Biomarker sensitive hydrogels and control hydrogels each comprise one or more markers or contrast agents, including metals, microspheres, microbubbles, microwires, nanowires, or sonically reflective nanoparticles. Markers can be arranged as barber pole stripes or foci within or along the hydrogel to enhance ultrasound measurement of dimensional changes, such as changes in marker density or inter-marker distance over time.

Hydrogel resonator sheet structured for ultrasonic frequency band absorption

A system wherein the biomarker sensitive hydrogel is configured as a hydrogel resonator sheet that absorbs a subset of ultrasonic frequency bands, formed as an array of acoustic resonators that change physically in response to specific biomarkers.
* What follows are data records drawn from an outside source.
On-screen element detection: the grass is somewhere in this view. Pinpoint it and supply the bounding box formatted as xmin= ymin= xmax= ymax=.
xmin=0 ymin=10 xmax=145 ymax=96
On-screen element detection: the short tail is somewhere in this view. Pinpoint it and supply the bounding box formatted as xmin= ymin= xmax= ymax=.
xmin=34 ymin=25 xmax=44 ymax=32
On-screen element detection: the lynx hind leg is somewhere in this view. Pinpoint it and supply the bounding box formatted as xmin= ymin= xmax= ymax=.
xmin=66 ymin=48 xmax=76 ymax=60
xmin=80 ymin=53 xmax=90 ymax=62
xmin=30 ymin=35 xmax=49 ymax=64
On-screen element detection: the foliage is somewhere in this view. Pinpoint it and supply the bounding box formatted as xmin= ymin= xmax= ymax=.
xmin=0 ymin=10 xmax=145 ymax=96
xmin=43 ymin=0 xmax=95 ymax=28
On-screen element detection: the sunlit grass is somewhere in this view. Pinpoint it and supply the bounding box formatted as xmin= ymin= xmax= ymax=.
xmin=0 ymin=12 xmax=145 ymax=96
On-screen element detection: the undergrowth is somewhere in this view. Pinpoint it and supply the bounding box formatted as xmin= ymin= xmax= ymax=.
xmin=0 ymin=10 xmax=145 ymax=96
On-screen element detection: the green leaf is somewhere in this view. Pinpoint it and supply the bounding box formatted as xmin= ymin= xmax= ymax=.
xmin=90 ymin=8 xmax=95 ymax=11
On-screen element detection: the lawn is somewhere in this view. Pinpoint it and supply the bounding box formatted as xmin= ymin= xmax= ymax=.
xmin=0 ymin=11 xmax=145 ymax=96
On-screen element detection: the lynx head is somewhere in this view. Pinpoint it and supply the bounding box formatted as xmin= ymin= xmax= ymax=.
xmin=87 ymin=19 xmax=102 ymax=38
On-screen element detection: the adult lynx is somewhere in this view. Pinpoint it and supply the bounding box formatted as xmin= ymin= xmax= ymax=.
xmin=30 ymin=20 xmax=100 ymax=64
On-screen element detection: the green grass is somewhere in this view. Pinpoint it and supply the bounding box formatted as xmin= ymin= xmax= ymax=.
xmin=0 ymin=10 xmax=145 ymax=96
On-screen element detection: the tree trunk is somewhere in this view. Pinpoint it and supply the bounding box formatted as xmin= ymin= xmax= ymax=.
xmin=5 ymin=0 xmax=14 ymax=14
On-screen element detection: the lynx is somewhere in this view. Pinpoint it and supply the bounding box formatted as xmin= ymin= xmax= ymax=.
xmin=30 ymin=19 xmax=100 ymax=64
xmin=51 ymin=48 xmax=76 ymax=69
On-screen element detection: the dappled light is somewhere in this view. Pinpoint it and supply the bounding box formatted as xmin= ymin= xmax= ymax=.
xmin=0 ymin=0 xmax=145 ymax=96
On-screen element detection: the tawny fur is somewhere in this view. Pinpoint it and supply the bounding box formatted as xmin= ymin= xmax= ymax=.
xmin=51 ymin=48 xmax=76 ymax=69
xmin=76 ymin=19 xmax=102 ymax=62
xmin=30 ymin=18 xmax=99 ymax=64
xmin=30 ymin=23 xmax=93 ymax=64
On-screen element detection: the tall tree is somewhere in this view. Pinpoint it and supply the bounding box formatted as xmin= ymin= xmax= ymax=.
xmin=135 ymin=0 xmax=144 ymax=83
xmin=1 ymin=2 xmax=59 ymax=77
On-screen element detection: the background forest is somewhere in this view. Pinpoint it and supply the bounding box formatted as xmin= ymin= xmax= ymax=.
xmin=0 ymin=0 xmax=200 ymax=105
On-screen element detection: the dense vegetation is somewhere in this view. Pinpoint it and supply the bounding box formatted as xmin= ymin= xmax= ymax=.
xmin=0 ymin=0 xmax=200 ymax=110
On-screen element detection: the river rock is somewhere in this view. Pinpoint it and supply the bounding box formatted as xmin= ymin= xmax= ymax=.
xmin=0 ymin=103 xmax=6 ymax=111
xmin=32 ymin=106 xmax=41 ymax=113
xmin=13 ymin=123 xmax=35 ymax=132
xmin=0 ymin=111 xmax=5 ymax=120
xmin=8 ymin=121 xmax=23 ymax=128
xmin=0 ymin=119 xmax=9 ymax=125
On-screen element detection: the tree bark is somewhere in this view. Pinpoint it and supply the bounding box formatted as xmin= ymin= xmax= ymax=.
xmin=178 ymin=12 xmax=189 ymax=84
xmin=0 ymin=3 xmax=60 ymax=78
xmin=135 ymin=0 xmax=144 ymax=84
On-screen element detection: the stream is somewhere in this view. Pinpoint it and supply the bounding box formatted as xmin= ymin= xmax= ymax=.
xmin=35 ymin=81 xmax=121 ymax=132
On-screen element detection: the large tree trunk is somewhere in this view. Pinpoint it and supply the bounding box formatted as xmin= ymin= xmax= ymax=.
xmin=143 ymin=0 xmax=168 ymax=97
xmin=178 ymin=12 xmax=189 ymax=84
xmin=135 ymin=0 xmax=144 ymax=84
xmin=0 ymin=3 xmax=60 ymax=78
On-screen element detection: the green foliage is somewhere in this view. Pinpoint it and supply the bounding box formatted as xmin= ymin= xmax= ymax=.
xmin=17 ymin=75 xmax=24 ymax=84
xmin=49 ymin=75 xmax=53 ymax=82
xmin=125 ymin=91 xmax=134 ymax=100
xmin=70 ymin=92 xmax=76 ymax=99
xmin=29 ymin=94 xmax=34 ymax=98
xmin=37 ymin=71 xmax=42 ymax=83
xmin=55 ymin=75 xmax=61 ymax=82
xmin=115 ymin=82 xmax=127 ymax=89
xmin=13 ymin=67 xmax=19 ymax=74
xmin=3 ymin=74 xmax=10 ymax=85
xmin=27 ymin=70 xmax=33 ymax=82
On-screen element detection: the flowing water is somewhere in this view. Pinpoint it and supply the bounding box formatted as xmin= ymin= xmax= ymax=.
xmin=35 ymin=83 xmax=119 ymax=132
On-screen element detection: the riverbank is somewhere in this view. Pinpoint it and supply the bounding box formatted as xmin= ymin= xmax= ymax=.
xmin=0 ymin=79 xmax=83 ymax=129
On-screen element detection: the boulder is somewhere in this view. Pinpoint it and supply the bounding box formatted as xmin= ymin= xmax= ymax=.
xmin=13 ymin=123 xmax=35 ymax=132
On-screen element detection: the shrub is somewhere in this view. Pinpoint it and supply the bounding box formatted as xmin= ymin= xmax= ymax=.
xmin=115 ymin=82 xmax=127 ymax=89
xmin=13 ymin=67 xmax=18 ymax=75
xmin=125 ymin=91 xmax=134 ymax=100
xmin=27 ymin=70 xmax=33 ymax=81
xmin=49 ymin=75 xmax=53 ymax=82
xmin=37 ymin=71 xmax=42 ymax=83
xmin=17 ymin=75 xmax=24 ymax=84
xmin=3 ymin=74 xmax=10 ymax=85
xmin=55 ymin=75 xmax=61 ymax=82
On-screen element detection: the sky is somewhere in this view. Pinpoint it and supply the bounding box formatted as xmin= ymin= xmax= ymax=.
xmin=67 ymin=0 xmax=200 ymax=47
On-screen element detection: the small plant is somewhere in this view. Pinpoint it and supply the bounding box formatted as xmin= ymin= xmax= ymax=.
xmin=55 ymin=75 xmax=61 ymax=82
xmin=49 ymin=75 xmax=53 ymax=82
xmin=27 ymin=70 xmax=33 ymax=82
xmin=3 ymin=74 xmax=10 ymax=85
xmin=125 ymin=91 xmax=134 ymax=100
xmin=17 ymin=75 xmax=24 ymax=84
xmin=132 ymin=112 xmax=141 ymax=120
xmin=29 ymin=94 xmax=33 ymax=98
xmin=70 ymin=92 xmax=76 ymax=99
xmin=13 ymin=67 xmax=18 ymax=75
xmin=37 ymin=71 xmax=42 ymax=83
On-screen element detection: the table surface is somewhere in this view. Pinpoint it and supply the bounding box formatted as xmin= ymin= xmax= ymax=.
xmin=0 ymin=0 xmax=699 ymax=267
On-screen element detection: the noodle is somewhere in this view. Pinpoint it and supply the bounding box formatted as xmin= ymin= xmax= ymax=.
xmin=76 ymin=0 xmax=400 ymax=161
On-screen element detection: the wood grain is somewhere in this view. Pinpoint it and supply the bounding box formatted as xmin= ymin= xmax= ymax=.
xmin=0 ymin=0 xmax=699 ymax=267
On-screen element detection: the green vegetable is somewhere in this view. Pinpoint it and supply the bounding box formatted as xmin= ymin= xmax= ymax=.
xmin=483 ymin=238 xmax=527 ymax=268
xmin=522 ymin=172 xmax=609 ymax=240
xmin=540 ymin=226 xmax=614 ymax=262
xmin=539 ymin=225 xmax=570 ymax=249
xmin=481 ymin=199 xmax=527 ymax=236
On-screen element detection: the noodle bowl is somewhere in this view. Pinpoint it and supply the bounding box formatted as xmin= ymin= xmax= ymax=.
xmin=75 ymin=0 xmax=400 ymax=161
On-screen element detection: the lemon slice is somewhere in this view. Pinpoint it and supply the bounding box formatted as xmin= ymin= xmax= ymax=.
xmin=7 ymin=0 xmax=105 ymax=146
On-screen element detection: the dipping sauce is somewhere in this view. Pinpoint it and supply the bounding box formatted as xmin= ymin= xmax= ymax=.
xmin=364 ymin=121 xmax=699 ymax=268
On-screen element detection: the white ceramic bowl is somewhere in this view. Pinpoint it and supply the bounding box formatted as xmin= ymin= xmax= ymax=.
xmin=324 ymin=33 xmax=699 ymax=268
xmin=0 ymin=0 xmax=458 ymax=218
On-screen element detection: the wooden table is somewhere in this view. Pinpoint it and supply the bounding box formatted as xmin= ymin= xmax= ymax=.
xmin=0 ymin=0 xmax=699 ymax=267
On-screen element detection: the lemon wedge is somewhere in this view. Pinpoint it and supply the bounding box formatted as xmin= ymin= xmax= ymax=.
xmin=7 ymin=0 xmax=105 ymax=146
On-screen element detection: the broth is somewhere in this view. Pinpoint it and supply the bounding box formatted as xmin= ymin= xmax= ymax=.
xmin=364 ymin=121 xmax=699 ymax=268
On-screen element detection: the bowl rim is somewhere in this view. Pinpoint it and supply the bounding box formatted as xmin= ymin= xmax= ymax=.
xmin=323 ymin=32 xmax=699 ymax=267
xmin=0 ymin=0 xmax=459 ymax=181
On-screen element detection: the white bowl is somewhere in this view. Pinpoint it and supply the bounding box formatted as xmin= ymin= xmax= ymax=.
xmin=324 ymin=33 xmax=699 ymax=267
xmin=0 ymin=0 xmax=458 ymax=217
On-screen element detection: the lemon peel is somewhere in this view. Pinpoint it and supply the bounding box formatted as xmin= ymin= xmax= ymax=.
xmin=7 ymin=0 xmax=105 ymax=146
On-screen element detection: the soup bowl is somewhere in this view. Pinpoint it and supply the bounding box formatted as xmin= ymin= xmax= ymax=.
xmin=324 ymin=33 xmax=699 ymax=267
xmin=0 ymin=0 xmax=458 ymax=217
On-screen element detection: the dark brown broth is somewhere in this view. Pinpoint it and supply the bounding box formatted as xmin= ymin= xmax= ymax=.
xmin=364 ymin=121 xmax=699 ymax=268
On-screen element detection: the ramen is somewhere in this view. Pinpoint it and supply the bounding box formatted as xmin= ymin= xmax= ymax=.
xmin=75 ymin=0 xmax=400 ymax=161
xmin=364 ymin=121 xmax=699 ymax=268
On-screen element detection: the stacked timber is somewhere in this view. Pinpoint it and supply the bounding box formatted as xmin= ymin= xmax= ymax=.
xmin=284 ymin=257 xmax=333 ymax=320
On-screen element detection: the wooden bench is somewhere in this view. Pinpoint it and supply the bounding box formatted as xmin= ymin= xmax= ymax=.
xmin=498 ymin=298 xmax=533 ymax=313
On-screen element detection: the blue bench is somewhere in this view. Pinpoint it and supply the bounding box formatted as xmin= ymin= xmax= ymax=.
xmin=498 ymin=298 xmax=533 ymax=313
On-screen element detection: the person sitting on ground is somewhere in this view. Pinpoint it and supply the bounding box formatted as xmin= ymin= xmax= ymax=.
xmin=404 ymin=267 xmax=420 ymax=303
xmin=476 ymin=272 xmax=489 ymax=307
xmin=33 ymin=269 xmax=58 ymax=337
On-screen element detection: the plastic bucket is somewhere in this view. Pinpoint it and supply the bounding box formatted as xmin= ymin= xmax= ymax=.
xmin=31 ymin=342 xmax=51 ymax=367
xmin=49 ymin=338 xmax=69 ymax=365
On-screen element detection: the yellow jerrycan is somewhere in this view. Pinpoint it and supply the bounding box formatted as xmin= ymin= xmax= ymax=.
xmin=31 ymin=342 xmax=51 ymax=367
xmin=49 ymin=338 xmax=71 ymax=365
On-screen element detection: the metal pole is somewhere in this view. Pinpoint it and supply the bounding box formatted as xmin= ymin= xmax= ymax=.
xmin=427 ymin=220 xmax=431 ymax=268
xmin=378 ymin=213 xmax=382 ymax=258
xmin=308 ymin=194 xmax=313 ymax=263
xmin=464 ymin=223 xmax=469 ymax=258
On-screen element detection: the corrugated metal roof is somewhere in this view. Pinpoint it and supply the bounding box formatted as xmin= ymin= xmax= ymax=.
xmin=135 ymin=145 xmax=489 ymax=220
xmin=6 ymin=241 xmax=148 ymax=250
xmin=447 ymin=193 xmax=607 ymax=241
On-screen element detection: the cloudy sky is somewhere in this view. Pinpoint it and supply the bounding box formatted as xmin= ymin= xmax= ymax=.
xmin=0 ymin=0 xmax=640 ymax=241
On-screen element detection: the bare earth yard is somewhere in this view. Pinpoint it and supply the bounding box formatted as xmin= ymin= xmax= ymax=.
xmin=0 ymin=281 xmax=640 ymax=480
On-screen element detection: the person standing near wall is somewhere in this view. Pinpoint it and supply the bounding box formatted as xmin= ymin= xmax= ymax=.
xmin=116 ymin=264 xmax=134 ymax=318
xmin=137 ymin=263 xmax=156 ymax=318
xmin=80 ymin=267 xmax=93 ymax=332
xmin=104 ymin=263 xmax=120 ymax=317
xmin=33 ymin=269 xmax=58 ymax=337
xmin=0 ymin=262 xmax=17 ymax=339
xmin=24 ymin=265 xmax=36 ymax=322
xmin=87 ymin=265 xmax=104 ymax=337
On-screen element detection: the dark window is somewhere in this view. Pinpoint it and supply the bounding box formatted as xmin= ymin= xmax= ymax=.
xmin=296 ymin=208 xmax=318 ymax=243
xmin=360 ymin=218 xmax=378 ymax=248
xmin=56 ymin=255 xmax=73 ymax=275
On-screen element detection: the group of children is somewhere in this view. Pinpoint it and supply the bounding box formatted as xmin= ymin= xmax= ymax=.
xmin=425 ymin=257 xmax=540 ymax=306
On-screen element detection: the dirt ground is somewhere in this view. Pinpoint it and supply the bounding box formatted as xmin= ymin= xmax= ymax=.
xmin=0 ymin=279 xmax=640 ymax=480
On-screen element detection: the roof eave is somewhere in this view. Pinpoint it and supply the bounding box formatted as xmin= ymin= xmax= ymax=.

The system measures shifts in the frequency position of the absorption maxima to detect swelling or shrinking of the resonator array, allowing determination of biomarker concentration.

Computer-implemented method for determining biomarker changes by acoustic properties

A computer-implemented method of receiving, at a first time, characteristics (including resonance frequency or acoustic absorption) of a biomarker sensitive hydrogel from an ultrasound receiver, determining these acoustic features, receiving updated characteristics at a later time, and calculating biomarker concentration based on changes in resonance frequency or acoustic absorption.

In summary, the inventive features span ultrasound-resonant biomarker sensitive hydrogels, their combination with markers or control hydrogels, specialized hydrogel array resonator sheets, and computer-based analytical methods for determining biomarker concentrations from acoustic resonance data.

Stated Advantages

Enables noninvasive, real-time, visual readout of hydrogel swelling and thereby biomarker concentration using existing, comparably cheap medical ultrasound technology.

Allows use and readout of long-term, biocompatible, and immunologically inert hydrogel implants for monitoring biomarker concentrations at in vivo sites.

Provides deeper reach into tissue compared to optical sensing techniques, enabling detection of biomarker concentrations in deep tissue areas.

Hydrogel visibility is enhanced with ultrasound markers or contrast agents, allowing detection and measurement of dimensional changes via standard ultrasound imaging devices.

Enables site-specific measurement using hydrogel resonator sheets or sleeves that can be applied to ultrasound transducers or implants.

Documented Applications

Use in vivo to monitor and determine concentrations of biomarkers such as thrombin, clotting factors, interleukins, cytokines, chemokines, C-reactive protein, glucose, insulin, anesthesia drugs, and restricted drugs within the bloodstream.

Monitoring for blood-based infections by detecting bacterial or viral antigens, including peptidoglycan and viral capsid proteins, for noninvasive infection surveillance in patients.

Application in organs such as the bladder (organ failure, infection, eating disorders, preeclampsia), vagina (monitoring pH, hormones, pregnancy biomarkers), liver, kidney, or in deep tissue sites for biomarker concentration measurement.

Implantation in animal in vivo environments for analogous biomarker monitoring.

Deployment within environmental locations such as water lines to detect pollutants, toxic metals, carcinogens, microbial contamination, or additives using analyte-sensitive hydrogels and ultrasound.